I have a cheesy bronze turnbuckle that I spin by hand, with no locking mechanism (no cotter pins or lock nuts), as they're really not needed (I drop the mast a few times a year, and it's at the cockpit anyway for quick tweak if needed after it's been up a while). I only tighten it so it's 'snug', whatever that means. It doesn't do much until you're sailing downwind and the main sheet isn't pulling down on the boom much (both due to being over the side, and being under light load, when on a broad reach or run).Photoman369 wrote:Thank you then I guess I don't need the Johnson adjustable quick release. Just use the MRS pin it and let off the Mrs the shrouds will be the proper tension. Provided the forestay and shrouds are all set to correct length. In letting off the backstay how do I get that hooked back up at the proper tension. I has a stay adjust with two plates with holes to set the length you want, but how do you tension that.

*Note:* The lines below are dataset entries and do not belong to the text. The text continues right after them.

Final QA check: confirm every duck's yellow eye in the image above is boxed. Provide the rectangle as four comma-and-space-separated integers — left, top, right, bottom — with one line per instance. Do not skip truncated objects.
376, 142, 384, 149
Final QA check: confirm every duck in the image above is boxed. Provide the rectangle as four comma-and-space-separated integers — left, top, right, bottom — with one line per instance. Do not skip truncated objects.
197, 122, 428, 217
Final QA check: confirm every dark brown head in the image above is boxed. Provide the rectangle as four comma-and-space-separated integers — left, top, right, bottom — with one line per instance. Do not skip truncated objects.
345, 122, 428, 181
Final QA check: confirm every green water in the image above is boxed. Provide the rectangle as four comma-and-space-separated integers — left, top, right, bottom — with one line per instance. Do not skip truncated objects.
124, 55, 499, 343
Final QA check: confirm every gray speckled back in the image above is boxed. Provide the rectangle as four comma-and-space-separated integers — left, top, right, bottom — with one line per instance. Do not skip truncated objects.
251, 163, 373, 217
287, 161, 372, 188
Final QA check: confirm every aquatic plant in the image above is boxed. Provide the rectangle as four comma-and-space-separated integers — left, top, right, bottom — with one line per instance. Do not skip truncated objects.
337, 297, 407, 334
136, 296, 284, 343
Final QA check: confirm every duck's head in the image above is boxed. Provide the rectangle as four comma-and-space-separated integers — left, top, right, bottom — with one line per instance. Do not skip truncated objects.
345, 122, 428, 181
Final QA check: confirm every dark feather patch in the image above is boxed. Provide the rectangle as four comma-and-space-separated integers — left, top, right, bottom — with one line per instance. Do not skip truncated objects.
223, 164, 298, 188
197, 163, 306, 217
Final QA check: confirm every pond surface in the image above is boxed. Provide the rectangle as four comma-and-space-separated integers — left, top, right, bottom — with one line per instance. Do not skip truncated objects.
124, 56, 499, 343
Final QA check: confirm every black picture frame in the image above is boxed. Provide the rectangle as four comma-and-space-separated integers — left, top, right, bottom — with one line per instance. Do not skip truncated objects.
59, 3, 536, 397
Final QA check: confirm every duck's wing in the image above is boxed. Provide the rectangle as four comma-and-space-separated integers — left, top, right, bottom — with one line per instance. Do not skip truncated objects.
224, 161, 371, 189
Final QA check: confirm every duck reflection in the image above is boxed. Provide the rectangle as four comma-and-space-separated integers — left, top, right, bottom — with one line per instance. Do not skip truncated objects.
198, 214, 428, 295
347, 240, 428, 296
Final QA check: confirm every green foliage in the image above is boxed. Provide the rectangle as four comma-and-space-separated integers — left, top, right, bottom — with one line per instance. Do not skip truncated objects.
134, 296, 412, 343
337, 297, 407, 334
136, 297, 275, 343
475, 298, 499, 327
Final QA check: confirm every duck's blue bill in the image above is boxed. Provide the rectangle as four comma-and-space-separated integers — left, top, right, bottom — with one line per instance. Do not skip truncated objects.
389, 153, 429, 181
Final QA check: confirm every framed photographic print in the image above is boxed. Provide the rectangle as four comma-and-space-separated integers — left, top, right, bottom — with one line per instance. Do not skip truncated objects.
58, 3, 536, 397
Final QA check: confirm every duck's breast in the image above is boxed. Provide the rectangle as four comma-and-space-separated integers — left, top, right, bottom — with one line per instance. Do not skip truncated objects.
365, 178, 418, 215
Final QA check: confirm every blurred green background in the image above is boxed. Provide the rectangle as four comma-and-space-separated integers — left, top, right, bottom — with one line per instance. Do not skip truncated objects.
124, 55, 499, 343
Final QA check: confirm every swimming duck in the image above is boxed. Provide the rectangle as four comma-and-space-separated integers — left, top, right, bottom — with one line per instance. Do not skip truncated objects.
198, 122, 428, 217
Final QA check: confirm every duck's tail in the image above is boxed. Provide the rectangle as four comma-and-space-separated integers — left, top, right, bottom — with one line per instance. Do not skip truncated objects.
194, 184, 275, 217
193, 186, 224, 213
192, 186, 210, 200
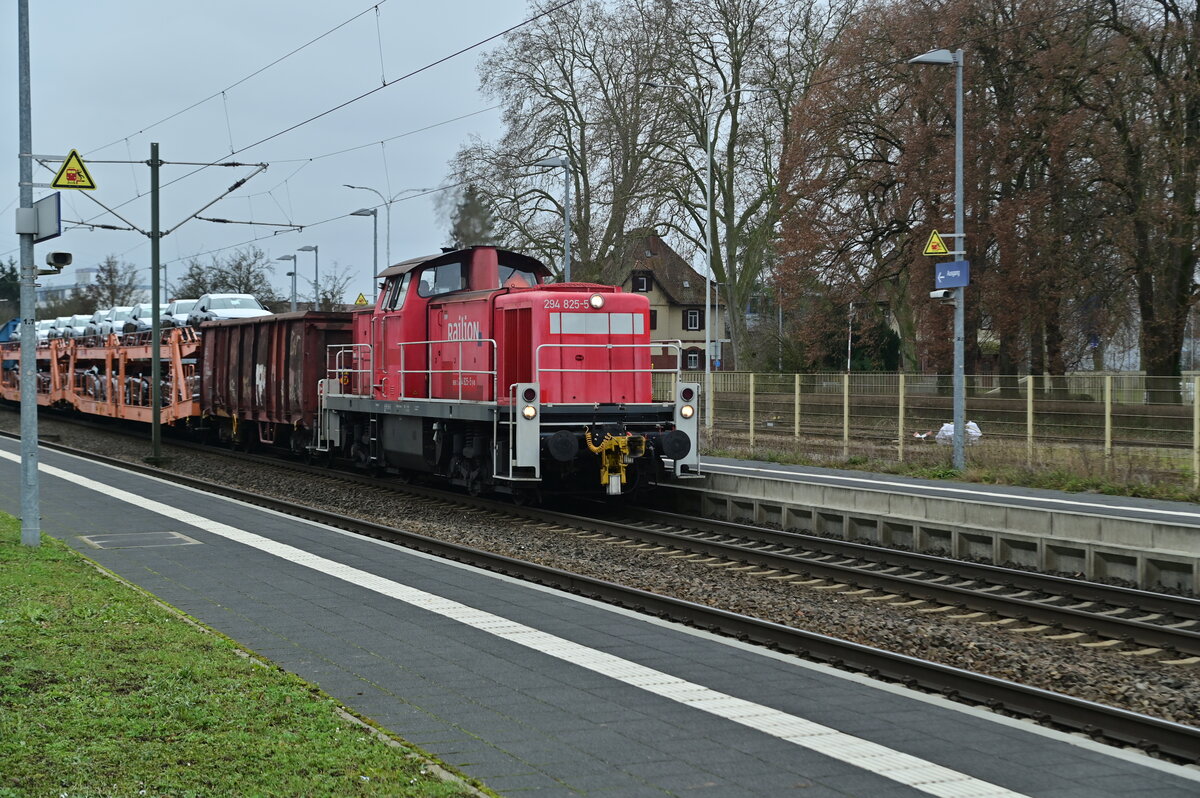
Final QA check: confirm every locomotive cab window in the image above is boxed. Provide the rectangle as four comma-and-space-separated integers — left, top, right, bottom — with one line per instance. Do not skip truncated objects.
383, 273, 412, 311
499, 264, 538, 289
417, 262, 464, 298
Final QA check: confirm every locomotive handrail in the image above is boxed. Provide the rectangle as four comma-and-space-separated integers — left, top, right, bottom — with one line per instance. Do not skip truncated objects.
534, 342, 683, 403
328, 343, 374, 396
534, 341, 682, 378
326, 339, 498, 402
397, 338, 497, 401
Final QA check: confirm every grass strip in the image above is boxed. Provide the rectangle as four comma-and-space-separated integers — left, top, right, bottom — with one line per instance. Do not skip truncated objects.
0, 515, 486, 797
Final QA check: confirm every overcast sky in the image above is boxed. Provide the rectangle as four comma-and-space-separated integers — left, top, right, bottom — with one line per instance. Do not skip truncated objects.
2, 0, 534, 306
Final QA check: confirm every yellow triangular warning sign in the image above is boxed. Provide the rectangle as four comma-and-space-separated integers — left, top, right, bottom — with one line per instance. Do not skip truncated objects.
354, 293, 369, 306
923, 230, 948, 256
51, 149, 97, 190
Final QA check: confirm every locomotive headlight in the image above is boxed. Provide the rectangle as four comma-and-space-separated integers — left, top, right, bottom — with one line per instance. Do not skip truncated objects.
679, 404, 695, 419
588, 294, 605, 309
522, 405, 538, 420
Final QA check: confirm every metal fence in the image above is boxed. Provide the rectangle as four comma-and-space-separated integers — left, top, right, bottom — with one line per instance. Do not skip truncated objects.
698, 371, 1200, 490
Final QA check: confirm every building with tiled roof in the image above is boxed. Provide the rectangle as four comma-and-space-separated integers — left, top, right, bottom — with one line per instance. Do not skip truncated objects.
603, 229, 727, 373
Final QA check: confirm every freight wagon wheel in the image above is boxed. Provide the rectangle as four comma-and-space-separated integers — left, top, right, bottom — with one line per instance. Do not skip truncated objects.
289, 430, 308, 458
232, 429, 253, 453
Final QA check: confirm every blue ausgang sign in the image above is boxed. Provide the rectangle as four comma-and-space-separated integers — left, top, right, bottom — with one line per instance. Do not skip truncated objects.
935, 260, 970, 288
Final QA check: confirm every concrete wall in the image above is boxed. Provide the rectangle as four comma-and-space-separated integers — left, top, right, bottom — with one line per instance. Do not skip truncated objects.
659, 473, 1200, 592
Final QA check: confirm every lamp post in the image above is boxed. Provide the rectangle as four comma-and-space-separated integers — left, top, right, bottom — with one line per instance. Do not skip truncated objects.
909, 48, 966, 469
344, 184, 389, 280
344, 185, 438, 276
297, 245, 318, 309
533, 156, 571, 282
276, 254, 297, 311
846, 302, 854, 373
350, 208, 379, 303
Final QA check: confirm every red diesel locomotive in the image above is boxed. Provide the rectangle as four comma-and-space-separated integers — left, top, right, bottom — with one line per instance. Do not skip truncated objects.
316, 246, 699, 497
1, 246, 700, 499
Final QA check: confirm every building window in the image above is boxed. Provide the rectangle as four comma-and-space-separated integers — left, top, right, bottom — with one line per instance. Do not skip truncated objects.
686, 350, 700, 370
685, 308, 702, 331
649, 309, 658, 330
633, 274, 650, 292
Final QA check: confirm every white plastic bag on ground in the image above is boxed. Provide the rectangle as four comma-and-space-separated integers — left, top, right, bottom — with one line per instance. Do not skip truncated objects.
935, 421, 983, 445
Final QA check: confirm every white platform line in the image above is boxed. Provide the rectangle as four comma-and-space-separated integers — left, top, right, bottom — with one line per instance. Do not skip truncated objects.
8, 451, 1029, 798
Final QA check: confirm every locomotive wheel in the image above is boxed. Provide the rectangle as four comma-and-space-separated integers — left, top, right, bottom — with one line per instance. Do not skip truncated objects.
511, 487, 540, 506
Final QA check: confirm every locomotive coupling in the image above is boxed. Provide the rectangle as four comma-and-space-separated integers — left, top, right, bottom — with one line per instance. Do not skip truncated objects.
584, 428, 647, 495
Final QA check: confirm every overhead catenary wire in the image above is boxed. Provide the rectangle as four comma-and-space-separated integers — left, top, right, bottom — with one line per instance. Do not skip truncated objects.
159, 181, 464, 267
85, 2, 391, 157
9, 0, 1089, 266
41, 2, 577, 237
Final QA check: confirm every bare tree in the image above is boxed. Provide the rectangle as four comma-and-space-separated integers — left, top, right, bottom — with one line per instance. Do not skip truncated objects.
316, 265, 356, 311
450, 0, 682, 280
78, 255, 144, 308
648, 0, 851, 366
779, 0, 1136, 387
170, 247, 279, 304
1081, 0, 1200, 400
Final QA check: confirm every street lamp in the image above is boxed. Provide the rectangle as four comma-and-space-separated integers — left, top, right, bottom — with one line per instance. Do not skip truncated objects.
350, 208, 379, 303
344, 185, 436, 278
297, 245, 318, 309
276, 255, 297, 311
644, 81, 772, 430
909, 47, 966, 469
533, 156, 572, 282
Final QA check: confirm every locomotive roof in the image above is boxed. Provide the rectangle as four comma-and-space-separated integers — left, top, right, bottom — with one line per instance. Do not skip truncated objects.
377, 247, 544, 279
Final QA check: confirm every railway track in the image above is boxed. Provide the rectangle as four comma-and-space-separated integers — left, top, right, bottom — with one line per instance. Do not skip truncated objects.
567, 507, 1200, 663
5, 425, 1199, 761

If you're staying with the stay adjuster, then consider either the little adjuster tool BWY sells, or make your own, or use the two-awl method to walk it in. I have the small Johnson lever which I never got around to installing, as I don't think the pins or right, or the openings, or something. Nothing that couldn't be overcome with a little effort, but I just never did it, and the ease of spinning the turnbuckle a dozen times sort of limits my enthusiasm for putting in the effort to adapt the Johnson lever. But it certainly would be quicker to pin it and just snap the Johnson lever in place, by some marginal amount.
I use the forestay adjustment to set the mast angle to where I like it, which is a bit less than the 4 degrees the manual specifies (the boat rounds-up too easily with that much rake, IMO), and then tension the side stays. I don't have a Loos gauge, so I adjust the uppers to what by feel seems about right, and the lowers a bit looser so there's a couple of inches of bend in the mast. When it's right, the lee shrouds don't get floppy-loose when heeled far over, but they are on the verge of going slack.
As I said, it's just from experience with this boat, though it would certainly be useful to have a gauge, to make it easier to reset the tensions from time to time. But I make a mental note of what the shrouds are doing when sailing hard, and every once in a long while I'll take another 1/8" (one vernier pitch) on the adjusters if necessary, though I think I've only done that once since I replaced the shrouds. Putting extra load on them when cranking down on the MRS in order to make the forestay pin isn't much different than heeling the boat hard over, only all of them are under increased load rather than just the windward ones. It would be interesting to know how much more load, though. Hmmmm - I have a birthday coming up in a couple of weeks, and my FIL always gets me something for the boat. Maybe a Loos gauge . . . hmmmmm.